Reputation: 577
I am using Node.js and a REST based light weight web service to communicate between servers. i want to know if there is another more efficient way to communicate between servers? I am using ec2 instances in a vpn.
Upvotes: 3
Views: 1882
Reputation: 8331
There are few options:
if you have not too many microservices, they are beefy, with a lot of ACL/scoping logic in inter-service communication, nothing is better than good old REST via HTTP/1.1. It is default most basic language of the web, and any language have loads of good REST-connectors, which makes development of the communication breeze.
if there are many services, message persistence required, and distributed transactions of any sort are unavoidable then the choice is powerful u-boat message-bus like RabbitMQ (AMQP). Any other messaging protocols/queues could be used (ZeroMQ/via Redis) - and the choice depends what traits are mandatory for your system ISC.
IPC (via TCP or UDP), as mentioned above - the preference over this option depends on the language in which your services written, as doing this in some languages is easier than in others, and this requires most of the code written (and if there few languages in your system - this will need to be written in each of them)
Sockets, as mentioned above.
My personal favorites are top 2 - one offers simplicity and familiarity, other speed and robustness and control.
Upvotes: 1
Reputation: 671
The above 2 answers are perfectly fine. I would want to know if you're looking forward to using Docker so as to support your microservices efficiently and have more visibility and security. So, far it is being used as the most popular microservices architecture component.
This is a good read: https://medium.com/aws-activate-startup-blog/using-containers-to-build-a-microservices-architecture-6e1b8bacb7d1#.qztlom227
Upvotes: 0
Reputation: 111316
More efficient than REST over HTTP will be, from least efficient to most efficient:
But this difference may be completely irrelevant if your miscroservices are actually doing anything useful and don't spend most of their time handling the HTTP headers.
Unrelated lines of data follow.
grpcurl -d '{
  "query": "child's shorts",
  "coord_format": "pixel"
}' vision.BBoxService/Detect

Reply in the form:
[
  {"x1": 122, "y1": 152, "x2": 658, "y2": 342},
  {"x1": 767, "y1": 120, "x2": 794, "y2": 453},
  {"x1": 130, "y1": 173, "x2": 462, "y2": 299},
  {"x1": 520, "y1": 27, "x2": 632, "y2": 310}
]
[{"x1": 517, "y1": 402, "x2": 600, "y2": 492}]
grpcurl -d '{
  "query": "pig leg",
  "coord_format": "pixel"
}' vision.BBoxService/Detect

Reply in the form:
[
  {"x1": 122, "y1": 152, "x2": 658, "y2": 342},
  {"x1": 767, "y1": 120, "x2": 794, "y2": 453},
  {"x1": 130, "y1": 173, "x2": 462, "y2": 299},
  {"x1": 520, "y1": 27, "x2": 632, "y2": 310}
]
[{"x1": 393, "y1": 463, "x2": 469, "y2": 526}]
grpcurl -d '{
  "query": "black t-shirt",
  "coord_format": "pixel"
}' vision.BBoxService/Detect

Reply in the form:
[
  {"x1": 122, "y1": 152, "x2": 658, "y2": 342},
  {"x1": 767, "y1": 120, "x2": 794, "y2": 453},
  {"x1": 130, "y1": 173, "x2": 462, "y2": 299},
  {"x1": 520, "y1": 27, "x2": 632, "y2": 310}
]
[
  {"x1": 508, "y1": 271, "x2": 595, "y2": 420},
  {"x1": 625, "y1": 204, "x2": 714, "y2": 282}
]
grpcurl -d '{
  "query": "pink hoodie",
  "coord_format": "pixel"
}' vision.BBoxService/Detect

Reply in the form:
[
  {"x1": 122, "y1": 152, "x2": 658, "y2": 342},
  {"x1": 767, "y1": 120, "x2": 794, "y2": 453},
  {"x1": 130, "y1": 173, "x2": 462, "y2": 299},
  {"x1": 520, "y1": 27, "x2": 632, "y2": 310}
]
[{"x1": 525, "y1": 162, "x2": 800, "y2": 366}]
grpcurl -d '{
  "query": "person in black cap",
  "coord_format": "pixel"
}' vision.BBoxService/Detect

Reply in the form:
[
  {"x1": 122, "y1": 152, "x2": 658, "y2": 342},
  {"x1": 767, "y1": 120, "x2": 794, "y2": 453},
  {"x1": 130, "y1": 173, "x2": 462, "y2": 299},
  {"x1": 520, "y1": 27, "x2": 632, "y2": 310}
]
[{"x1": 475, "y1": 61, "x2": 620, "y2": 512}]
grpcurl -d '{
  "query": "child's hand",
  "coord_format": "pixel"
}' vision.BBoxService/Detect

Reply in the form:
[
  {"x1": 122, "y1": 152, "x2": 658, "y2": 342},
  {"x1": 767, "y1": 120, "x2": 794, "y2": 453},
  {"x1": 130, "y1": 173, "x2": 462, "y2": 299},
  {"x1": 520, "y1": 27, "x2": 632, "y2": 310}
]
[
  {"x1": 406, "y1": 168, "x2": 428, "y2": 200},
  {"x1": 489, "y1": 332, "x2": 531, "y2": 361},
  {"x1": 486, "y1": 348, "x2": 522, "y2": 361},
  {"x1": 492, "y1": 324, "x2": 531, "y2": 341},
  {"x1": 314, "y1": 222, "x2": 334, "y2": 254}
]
For example, when you spend half a second waiting for the database and then return a megabyte of JSON then adding few additional lines of HTTP headers can be even not measurable.
You need to profile your code and test it before doing premature optimization and keep in mind that some of those ways to communicate more efficiently in terms of sending less bytes, can be much less efficient in terms of development time, maintenance and debugging. Keep in mind that nothing is easier to inspect and debug than text based protocols like good old HTTP/1.1 that you can talk to using netcat or anything else that handles plain text.